Cainophile - Change Data Capture for Postgres using Elixir

I recently announced my work on Cainophile, and it was suggested I post it here for further dissemination and feedback. Cainophile is a library to assist you in building change data capture systems with Postgres and Elixir. I also have released a separate library for decoding the logical Postgres replication log directly in case that is helpful. You can find full details on the announcement.

Announcment
GitHub

10 Likes

Looks really useful and is something I’ve been wanting to do with Postgres in Elixir for a while.

Does using :temporary as the replication slot mean that only new changes will be received by the subscriber and it won’t receive any historical changes when restarted? For a use case I have in mind this is the behaviour I want whereby the subscriber only receives the changes made while its running.

Glad to hear that it might be useful! Honestly I have not attempted a full sync with it, I’m not sure how that would work but presumably if you kept all of you WAL logs around and postgres has access to them, you could request the initial WAL position and go from there. As far as temporary, it really just refers to if you want a persistent slot or not. Persistent slots keep track of what has been acknowledged by the subscriber, and survive across connections. For production use cases, persistent slots are probably the best option, as you can be sure that you’re not missing out on changes due to network issues/subscriber failure. However, if you have a replication slot hanging around and not being acknowledged, I believe it will eventually fill up and cause problems.

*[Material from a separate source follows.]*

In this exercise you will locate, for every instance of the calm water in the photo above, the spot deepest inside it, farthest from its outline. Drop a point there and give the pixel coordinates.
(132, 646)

Temporary slots just create an ephemeral replication slot that goes away when the subscriber disconnects. This is useful for testing or quick trials as it doesn’t keep garbage around. If you want to try this on a production database for example (after staging!), you could start with temporary to minimize the impact.

As far as what you’re trying to do, it sounds like temporary or named slots would work. What you’ll want to do is specify {0,0} for the wal position (it defaults to this), which means “let postgres decide what to send me”. In the case of temporary slots, you will just receive what is new with {0,0}, as there will be no previously acknowledged wal position that Postgres will try to send. With a named slot, it seems that postgres will start sending you info from where you left off.

Thanks for the reply. Useful to know that {0, 0} for temporary means to receive only new data.

Hey @bbhoss, I’m not sure if you’re still working on this, but I’ve been looking into this library with interest lately. Two things stand out to me:

  1. I’d like to find the right way to allow my application code to decide when to confirm a message. Right now, when a transaction commits, Cainophile sends the message off to any subscribers, and then confirms. If those subscribers however crash or are unable to do anything useful with that value, it is lost. User space confirmation would be key to avoid data loss.

  2. I see you had to implement postgres binary value decoding. I’m surprised there wasn’t something in epgsql or postgrex that you could reuse there. In particular I’m concerned about extensibility over time with custom types. Is there something about the values sent by Postgres that are a different binary format from what epgsql and postgrex deal with today?

This is something I’m wondering about as well. It would be nice to be able to decode directly to erlang/elixir types (especially integers, booleans).

I slapped together a library that borrows the Supbase realtime / Cainophile code. The main change I made was add a process to accept the changes so that you can act on the data right in Elixir (and send off wherever you like).

One of the todos is to address the type decoding if that’s even possible (and it would be nice to have an adapter approach so that you can specify the type you want). Another is to swap out epgsql now that Postgrex has native replication.